VANCOUVER — As the Vancouver International Film Festival (VIFF) draws closer, film enthusiasts around the city are licking their lips at the thought of seeing some of the world’s most fantastic and buzzed about films. With 350 films being showcased from 70 countries at a number of local theaters, including VIFF’s year-round home, Vancity Theatre, the festival program is stuffed with an eclectic mix of feature-lengths and shorts, Cannes-winners, and zero-budget indies stretching across all genres. Still, while the program is host to some of the best films from around the globe, films made in Canada, by Canadians, are always sure to receive an enthusiastic welcome.

Vancouver makes an obvious home for these Canadian producers, directors, and actors. The city, known as “Hollywood North,” is often garnished with a movie set or two. Still, though Vancouverites in general have a pretty good idea of the sheer amount of work and talent available within the city, it’s apparent that the film community at large doesn’t see Vancouver as the film giant that it is or could be. Enter VIFF: by encouraging the development of talented people from Vancouver and Canada and showcasing them alongside the world’s best filmmakers, the festival is preparing these local artists for the world stage.

In addition to numerous industry opportunities, including networking events and prolific guest speakers, VIFF is continuing to host the much-loved Canadian Images Series. The series simultaneously brings Canadian films to a Vancouver audience and allows for further development through things like awards and cash prizes. Last year, Vancouver local Andrew Huculiak’s Violent, which premiered at Cannes Film Festival but “came home” for VIFF, walked away with “Best Canadian Feature” which netted an $8,000 prize. This year the award will be worth $10,000 and will sit alongside a $2,000 prize for “Emerging Canadian Director.” Both are sponsored by the Directors Guild of Canada.

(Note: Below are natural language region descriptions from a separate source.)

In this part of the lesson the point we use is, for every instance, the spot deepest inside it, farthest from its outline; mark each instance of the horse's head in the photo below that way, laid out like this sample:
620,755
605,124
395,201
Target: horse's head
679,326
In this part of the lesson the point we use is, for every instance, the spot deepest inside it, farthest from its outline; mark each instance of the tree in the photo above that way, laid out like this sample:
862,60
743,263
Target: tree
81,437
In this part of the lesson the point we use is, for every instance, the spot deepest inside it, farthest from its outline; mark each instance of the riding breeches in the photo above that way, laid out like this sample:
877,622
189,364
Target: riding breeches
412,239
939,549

The series will welcome premieres from many filmmakers, including Chelsea McMullan (Michael Shannon Michael Shannon John), Alexander Carson (O, Brazen Age), and Alex Williams (The Pass System). It also features debuts from “Canadian maverick” Guy Maddin (The Forbidden Room), and award winning-artists Sean Garrity (Borealis) and Alan Zweig (Hurt).

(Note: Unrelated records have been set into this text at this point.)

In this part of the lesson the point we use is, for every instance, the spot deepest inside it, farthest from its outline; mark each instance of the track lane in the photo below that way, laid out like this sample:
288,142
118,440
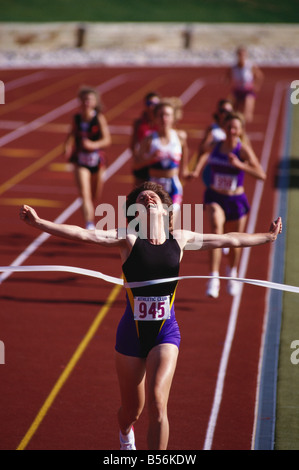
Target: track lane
201,345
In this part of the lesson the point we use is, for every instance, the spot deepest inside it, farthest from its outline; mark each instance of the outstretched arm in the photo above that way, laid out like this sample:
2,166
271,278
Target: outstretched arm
71,232
240,239
189,240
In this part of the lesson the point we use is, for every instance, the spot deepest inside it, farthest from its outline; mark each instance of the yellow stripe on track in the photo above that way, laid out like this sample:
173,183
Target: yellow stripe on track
18,201
31,168
69,368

If you plan on checking out any series at VIFF, this may be the one. Supporting our local film community should be a priority, especially for film fanatics that want to get more involved in the huge, but mostly underground, film community of Vancouver. Plus you could always get an “I remember [insert filmmaker here] before they went Hollywood” out of it if you follow and support the development of some of these great artists. Still, VIFF is and always will be the ultimate film hipster, finding and sharing the best of Canadian film before the rest of the world sees it. So thanks, VIFF. Just don’t brag about it.